An effective culture of relationship allows foundations to provide an inclusive, enhanced experience to grant seekers. It helps cushion the unavoidable power dynamic and exerts foundation leadership in a gentler, more collaborative manner. It is a second step towards the discovery of hidden gems. It is the portal for critical grantee expertise and the discovery of what matters most to those seeking support. Healthy, unbiased relationships allow a foundation to set reputations aside, move past the lead fundraisers to develop a deep understanding of needs, and evaluate grant seekers on the real basis of their programs and people. Overplayed, the culture of relationship can trump process and devolve into a biased situation where foundations “fund their friends” and lose out on potentially stronger grants to those who are declined or never bother to apply.
Used properly in the context of a broader philanthropic expertise, program area expertise requires no justification. It informs process and relationships to drive thoughtful foundation decisions both near and long. However, the culture of expertise can also become a counterintuitive trap that limits long-term potential. Since it often sounds more compelling, it becomes too easy to default to expertise in a manner that overwhelms process and relationships. Allowed to dominate, foundation-centered expertise eclipses grantee input and limits a foundation’s potential to the near-term scope of its own particular experts rather than the long-term benefit found in the 360-degree marketplace of ideas. It ignores how many times we hear, “Experts were surprised….” Without the counterbalances of process and relationship, a culture of expertise can stray too quickly and easily towards foundation arrogance or the convenience of prescriptive approaches, which alienate and/or limit potentially strong grantees.

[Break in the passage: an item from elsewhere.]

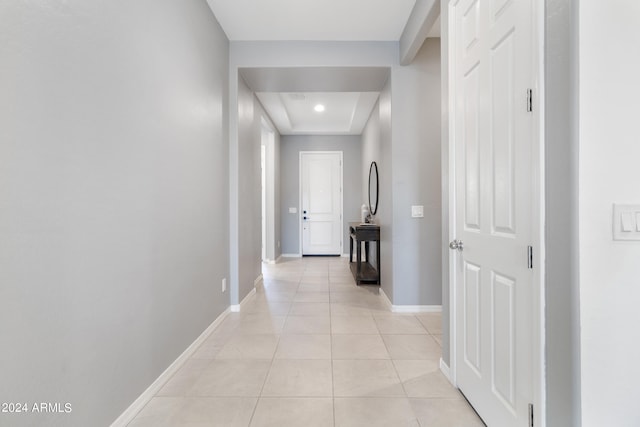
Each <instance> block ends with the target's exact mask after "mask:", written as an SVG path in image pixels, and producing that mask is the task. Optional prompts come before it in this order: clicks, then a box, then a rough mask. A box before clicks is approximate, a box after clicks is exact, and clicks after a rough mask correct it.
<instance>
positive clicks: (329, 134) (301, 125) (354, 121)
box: [256, 92, 379, 135]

The ever-present interplay and causal effects between process, relationships, and expertise shape all foundations’ interactions with grantees, the proposals they submit, and the degree of enthusiasm with which they execute their funded endeavors. These checks and balances require constant oversight and, therefore, provide a crosscutting framework worthy of deep examination and conversation throughout the sector. They require trust in a strong set of guiding principles for grantmaking. Foundation-level staff and board conversations around these issues should generate a number of significant strategic choices with long-term ramifications, while sector-level conversations and research into these issues may generate a fundamental leap forward. Persistent issues require fundamentally sound, evergreen solutions.
William Keator is the former vice president for programs at The Arthur Vining Davis Foundations, where he serves currently in an advisory role.